Fascinated by that episode of psyching, Foote began to muse on the emotional pitfalls that can undo even the steadiest of players, and decided that the subject was ripe for investigation. Since then, with the help of tennis-conscious TIME correspondents across the nation, he has been busy surveying the social phenomena of the tennis scene. The result: this week's cover story, which Foote wrote. He tries to play tennis twice a week and describes himself as "an occasional shotmaker with an indomitable will to lose."
Foote, naturally, is not the only TIME staffer to go for the net in his off-hours. New York Bureau Chief Laurence Barrett and Correspondent James Willwerth, both racquet zealots, competed in this year's press tournament at Forest Hills--though neither made the finals. Correspondent Arthur White runs and wins the annual fall tournament of TIME'S Washington bureau --with stiff competition from players like Diplomatic Editor Jerrold Schecter, who manages to get in winter practice during lulls while accompanying Henry Kissinger on trips to sunny climates. Senior Editor Leon Jaroff and International Editor Jesse Birnbaum, who celebrated their 25th anniversaries with TIME in July, both requested memberships in a tennis club instead of the traditional watch mementos. Jaroff, 49, took up tennis only six years ago, after pedaling his bicycle through Manhattan's Central Park and observing players in their 60s and 70s on the courts. "They all looked in such good shape," he explains, "that I took it up for exercise.

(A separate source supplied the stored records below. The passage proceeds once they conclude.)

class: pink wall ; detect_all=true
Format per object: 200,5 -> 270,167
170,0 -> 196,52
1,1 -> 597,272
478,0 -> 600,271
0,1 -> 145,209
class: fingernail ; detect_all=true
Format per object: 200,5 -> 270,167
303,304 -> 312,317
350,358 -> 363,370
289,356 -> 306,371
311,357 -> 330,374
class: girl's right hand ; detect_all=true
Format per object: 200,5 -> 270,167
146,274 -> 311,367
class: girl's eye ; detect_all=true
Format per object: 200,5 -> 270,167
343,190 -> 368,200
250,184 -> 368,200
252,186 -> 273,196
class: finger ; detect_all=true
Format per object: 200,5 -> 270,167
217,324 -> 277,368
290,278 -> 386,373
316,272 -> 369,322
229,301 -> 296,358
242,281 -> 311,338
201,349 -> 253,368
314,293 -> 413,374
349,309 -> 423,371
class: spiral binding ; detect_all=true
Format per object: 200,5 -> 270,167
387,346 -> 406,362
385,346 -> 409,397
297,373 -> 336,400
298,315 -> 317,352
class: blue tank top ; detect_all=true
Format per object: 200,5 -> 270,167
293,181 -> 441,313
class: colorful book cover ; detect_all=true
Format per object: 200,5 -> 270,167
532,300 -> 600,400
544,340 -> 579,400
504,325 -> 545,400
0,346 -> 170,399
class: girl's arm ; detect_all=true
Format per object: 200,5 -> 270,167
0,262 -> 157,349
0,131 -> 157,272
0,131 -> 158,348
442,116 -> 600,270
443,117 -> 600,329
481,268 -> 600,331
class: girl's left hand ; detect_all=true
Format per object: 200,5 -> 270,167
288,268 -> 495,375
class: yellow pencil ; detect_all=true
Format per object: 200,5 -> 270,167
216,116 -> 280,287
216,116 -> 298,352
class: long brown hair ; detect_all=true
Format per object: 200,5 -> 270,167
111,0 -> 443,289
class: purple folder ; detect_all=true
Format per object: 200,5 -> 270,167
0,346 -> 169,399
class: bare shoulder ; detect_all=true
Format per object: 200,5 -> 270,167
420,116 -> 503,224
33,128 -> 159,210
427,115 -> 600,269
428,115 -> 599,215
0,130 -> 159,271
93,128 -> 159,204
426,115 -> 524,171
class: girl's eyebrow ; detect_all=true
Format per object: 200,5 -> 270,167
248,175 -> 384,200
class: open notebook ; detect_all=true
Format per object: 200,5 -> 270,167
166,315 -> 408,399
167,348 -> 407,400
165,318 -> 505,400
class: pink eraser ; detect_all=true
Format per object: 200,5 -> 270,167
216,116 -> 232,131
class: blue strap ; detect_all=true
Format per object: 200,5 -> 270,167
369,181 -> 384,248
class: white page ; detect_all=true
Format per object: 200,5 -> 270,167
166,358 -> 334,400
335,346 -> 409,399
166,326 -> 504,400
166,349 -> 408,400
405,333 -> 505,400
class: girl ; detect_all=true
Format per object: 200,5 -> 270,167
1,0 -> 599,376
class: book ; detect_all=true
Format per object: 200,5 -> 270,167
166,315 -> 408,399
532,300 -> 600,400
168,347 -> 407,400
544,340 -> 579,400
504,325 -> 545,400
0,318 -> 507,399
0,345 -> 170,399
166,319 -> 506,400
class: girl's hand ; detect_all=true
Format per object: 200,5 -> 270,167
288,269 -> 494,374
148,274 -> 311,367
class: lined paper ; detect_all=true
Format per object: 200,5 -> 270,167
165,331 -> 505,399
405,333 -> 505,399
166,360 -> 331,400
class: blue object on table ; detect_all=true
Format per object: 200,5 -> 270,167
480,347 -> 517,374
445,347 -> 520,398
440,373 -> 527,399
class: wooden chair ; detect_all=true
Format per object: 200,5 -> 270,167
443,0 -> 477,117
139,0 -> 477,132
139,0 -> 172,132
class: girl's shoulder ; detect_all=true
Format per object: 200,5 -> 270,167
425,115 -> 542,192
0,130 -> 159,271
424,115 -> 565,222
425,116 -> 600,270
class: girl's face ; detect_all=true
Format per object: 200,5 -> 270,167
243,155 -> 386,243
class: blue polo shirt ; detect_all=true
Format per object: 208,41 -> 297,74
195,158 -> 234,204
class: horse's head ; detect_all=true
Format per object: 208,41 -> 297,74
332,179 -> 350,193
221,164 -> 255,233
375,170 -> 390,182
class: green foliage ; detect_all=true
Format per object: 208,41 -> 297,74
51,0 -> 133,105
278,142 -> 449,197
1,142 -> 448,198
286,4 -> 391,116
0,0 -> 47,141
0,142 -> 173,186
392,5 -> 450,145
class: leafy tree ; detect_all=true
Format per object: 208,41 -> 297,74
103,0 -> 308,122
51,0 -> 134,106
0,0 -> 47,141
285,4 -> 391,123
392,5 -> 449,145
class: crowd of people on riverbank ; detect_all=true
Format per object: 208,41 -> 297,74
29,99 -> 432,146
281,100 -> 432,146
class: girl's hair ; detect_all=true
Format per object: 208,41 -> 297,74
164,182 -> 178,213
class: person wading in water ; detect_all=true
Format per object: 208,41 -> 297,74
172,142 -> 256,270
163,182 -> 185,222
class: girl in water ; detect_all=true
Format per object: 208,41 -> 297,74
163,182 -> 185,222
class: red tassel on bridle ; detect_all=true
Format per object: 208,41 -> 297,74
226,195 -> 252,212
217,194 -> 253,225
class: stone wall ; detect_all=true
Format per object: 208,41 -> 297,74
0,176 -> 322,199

Now it's a burning passion."
Reporter-Researcher Janice Castro, who interviewed more than 150 players, pros and psychologists for the cover story, was surprised to find that "everyone I talked with instantly recognized the sexual tensions that can occur on the tennis court." Castro, who learned the game at De Anza High School in El Sobrante, Calif., has been able to play only sporadically since moving to New York. "It's hard to find both time and money to play tennis in Manhattan," she says.
Other New York staffers have forsaken tennis for the more convenient indoor pursuits of squash, pelota or Ping Pong. But World Writer George Russell, a former Calgary, Alberta, high school badminton doubles champion, cannot convince his colleagues of the exciting nature of that sport. Says he: "Unfortunately, people consider it a pastime for the back lawn. No one believes how cutthroat it can be."